Ifab kritisiert VAR-Einsatz bei Embolo-Platzverweis

Dienstag, 28. Juli 2026 · 14:52 Uhr

Das internationale Fußballregelgremium Ifab hat nach der WM in Nordamerika einen Fehler im Einsatz des Videobeweises (VAR) bei der gelb-roten Karte gegen Schweizer Nationalspieler Breel Embolo kritisiert. Der Schiedsrichter hatte zuvor eine gelbe Karte für Argentiniens Leandro Paredes gegeben, später jedoch die Entscheidung geändert und Embolo mit Gelb-Rot verwarnt. Laut Ifab war dieser Eingriff nicht regelkonform.

Die Regel, die im Falle von Spielerverwechslungen angewandt wurde, erlaubt laut Ifab nur die Überprüfung der Identität eines Spielers, nicht aber das Ändern des Vergehens selbst. Der Videoassistent hätte in diesem Fall nicht eingreifen dürfen. Die Entscheidung wurde während der WM von der Fifa als korrekt bewertet, doch das Ifab betont, dass die Anwendung dieser Regel erst nach Abschluss einer Überprüfung des VAR-Protokolls erlaubt sei.
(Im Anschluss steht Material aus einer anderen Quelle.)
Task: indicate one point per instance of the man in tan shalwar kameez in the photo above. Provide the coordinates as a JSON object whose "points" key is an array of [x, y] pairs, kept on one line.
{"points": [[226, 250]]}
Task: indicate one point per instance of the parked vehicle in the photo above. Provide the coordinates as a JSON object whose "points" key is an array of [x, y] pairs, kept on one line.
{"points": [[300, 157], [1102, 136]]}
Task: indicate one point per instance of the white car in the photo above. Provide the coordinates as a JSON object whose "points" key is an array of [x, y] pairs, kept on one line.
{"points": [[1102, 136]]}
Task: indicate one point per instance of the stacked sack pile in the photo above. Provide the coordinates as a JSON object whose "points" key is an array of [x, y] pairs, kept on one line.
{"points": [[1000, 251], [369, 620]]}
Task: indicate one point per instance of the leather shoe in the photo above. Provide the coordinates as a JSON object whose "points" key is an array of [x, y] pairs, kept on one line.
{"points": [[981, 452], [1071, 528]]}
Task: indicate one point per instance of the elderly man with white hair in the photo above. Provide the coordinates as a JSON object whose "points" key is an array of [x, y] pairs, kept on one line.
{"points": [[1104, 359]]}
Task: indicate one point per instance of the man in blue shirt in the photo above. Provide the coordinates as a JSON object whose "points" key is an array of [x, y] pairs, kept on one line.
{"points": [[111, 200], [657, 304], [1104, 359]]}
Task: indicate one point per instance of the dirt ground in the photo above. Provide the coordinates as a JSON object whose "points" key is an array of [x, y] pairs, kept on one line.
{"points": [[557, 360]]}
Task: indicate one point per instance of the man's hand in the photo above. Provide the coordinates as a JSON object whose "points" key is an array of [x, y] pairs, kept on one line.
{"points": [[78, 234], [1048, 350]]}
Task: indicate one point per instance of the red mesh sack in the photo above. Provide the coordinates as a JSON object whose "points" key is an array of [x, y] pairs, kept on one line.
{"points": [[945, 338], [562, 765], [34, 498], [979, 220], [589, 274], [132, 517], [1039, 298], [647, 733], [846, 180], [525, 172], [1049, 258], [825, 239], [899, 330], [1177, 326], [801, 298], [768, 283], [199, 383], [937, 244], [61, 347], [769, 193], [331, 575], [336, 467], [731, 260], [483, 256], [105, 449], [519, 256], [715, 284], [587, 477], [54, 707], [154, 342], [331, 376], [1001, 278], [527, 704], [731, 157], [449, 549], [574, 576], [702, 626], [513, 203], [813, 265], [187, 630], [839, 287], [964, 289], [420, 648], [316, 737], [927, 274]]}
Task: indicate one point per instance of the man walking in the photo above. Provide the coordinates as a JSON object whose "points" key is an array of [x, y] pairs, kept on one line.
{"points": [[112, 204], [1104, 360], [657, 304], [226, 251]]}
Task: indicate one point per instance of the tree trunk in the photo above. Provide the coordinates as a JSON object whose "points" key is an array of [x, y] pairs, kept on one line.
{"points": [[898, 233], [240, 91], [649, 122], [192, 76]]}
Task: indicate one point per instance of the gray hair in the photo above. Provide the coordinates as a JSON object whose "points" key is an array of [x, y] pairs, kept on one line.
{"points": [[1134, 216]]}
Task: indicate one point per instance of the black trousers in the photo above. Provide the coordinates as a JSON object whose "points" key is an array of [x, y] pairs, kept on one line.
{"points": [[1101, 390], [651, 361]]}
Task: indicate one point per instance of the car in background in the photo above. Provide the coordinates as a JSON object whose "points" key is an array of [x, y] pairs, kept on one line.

Die Uefa begrüßte die Erklärung des Ifab und betonte, dass der VAR nur bei eindeutigen Fehlern eingesetzt werden darf. Der Schiedsrichter bleibe zentral bei der Entscheidungsfindung, während der VAR eine Unterstützung darstelle. Die Regel wurde während der WM bereits angewandt, etwa in der Partie zwischen den USA und Paraguay.

Die Diskussion um die Anwendung der Regel zeigt, dass die Nutzung des VAR weiterhin kontrovers ist. Das Ifab will die Vorgaben für den Videobeweis künftig präzisieren, um ähnliche Situationen zu vermeiden.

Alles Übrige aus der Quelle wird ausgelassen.